MM-Embed: Universal Multimodal Retrieval with Multimodal LLMs

TL;DR

This work tackles universal multimodal retrieval by fine-tuning multimodal LLM-based bi-encoder retrievers to handle text, image, and interleaved queries across diverse tasks. Central innovations include modality-aware hard negative mining to mitigate modality bias, continuous text-to-text fine-tuning to preserve strong text retrieval, and a zero-shot reranking path using LLM prompts. MM-Embed achieves state-of-the-art performance on the M-BEIR multimodal benchmark and surpasses NV-Embed-v1 on MTEB text retrieval, while zero-shot reranking further enhances challenging multimodal tasks like CIRCO. The findings suggest strong potential for distillation and iterative, multimodal retrieval enhancements in real-world search systems.

Abstract

State-of-the-art retrieval models typically address a straightforward search scenario, in which retrieval tasks are fixed (e.g., finding a passage to answer a specific question) and only a single modality is supported for both queries and retrieved results. This paper introduces techniques for advancing information retrieval with multimodal large language models (MLLMs), enabling a broader search scenario, termed universal multimodal retrieval, where multiple modalities and diverse retrieval tasks are accommodated. To this end, we first study fine-tuning an MLLM as a bi-encoder retriever on 10 datasets with 16 retrieval tasks. Our empirical results show that the fine-tuned MLLM retriever is capable of understanding challenging queries, composed of both text and image, but it underperforms compared to a smaller CLIP retriever in cross-modal retrieval tasks due to the modality bias exhibited by MLLMs.

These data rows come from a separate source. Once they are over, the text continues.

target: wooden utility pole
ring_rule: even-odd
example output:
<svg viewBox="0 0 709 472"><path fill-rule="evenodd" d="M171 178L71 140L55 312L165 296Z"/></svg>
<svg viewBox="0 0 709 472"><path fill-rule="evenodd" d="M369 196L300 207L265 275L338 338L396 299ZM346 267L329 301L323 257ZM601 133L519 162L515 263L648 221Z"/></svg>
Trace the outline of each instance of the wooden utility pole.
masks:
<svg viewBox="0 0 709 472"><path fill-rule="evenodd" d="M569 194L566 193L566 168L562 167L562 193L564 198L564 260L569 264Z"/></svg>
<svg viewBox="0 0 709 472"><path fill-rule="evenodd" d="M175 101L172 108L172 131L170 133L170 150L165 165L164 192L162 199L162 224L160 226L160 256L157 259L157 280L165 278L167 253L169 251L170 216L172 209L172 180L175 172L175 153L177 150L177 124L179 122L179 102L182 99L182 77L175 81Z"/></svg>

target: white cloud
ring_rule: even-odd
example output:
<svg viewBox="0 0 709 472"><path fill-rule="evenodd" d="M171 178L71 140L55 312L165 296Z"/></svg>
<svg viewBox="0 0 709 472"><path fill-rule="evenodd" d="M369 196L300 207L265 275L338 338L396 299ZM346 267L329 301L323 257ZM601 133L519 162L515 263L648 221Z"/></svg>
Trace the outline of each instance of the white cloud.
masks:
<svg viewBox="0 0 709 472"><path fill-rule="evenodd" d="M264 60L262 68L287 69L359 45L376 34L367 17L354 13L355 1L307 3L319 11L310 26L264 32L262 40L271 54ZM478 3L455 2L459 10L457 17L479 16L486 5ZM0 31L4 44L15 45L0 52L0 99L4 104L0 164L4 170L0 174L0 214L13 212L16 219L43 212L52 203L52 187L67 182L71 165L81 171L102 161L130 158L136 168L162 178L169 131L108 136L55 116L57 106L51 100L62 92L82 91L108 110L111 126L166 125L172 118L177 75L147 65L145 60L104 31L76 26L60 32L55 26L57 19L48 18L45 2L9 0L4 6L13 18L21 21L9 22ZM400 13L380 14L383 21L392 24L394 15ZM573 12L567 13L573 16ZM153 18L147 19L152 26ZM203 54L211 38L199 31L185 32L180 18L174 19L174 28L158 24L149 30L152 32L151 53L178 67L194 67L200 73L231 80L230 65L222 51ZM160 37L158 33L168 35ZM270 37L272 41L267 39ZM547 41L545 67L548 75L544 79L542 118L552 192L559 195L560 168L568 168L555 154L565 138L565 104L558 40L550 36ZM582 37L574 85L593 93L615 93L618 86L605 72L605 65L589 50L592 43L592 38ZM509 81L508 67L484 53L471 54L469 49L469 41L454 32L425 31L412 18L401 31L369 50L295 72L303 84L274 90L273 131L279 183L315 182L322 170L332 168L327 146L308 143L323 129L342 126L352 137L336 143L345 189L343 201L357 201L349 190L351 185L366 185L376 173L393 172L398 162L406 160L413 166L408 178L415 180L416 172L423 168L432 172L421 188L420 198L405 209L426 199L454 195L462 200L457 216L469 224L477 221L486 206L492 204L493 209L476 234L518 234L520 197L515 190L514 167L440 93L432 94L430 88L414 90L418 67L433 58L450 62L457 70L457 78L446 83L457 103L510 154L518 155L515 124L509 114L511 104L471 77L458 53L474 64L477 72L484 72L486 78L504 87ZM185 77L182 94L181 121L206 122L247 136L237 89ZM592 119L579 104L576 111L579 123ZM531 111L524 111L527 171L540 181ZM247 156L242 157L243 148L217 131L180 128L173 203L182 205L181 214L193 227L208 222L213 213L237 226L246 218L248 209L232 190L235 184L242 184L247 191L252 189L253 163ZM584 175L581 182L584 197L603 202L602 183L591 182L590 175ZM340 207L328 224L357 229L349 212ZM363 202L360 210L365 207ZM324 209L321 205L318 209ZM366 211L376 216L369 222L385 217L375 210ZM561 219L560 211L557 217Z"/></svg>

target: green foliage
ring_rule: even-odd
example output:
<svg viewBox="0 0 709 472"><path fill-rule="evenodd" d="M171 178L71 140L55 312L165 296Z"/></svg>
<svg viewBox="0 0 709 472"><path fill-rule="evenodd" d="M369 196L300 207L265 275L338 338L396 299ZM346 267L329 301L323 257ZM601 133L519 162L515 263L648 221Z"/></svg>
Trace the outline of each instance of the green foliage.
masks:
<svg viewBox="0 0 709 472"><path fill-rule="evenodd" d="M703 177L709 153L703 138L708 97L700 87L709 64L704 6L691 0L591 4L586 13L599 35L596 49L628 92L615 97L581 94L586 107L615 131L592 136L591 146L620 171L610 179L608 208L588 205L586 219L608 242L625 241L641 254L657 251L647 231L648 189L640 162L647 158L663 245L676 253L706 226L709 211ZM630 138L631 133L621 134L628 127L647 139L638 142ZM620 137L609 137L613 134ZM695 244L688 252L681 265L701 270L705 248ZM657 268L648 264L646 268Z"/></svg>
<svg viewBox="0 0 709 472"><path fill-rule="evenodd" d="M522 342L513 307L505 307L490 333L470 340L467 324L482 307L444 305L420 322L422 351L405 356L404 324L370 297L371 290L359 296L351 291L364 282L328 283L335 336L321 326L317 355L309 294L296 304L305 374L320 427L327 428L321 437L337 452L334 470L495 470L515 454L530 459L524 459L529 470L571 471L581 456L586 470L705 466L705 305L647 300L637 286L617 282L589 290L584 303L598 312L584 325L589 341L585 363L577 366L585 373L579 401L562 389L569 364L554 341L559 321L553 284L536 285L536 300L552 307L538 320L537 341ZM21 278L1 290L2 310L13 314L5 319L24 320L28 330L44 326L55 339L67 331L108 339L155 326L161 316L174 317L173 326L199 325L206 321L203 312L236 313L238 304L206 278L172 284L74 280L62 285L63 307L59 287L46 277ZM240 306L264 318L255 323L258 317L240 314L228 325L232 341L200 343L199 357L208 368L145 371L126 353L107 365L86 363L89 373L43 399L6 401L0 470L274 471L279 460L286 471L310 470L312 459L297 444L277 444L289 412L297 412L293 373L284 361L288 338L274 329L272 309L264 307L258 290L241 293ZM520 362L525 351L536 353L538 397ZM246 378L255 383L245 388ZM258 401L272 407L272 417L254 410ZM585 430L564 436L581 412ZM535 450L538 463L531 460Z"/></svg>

To address the issue, we propose modality-aware hard negative mining to mitigate the modality bias exhibited by MLLM retrievers. Second, we propose continuously fine-tuning the universal multimodal retriever to enhance its text retrieval capability while preserving multimodal retrieval capability. As a result, our model, MM-Embed, achieves state-of-the-art performance on the multimodal retrieval benchmark M-BEIR, which spans multiple domains and tasks, while also surpassing the state-of-the-art text retrieval model, NV-Embed-v1, on the MTEB retrieval benchmark. We also explore prompting the off-the-shelf MLLMs as zero-shot rerankers to refine the ranking of the candidates from the multimodal retriever. We find that, through prompt-and-reranking, MLLMs can further improve multimodal retrieval when the user queries (e.g., text-image composed queries) are more complex and challenging to understand. These findings also pave the way for advancing universal multimodal retrieval in the future.

Paper Structure

This paper contains 25 sections, 1 equation, 1 figure, 7 tables.

Figures (1)

  • Figure 1: Illustration of universal multimodal retrieval in (a), where each task consists of a task-specific instruction and query. Both queries and candidate documents are in heterogeneous formats (i.e., text, image or, interleaved text-image). In this work, we explore (a) fine-tuning MLLM-based universal multimodal retrievers and (b) prompting pre-trained MLLMs for zero-shot reranking over retrieved candidates. We adopt LLaVa-Next llavanext as our MLLM backbone.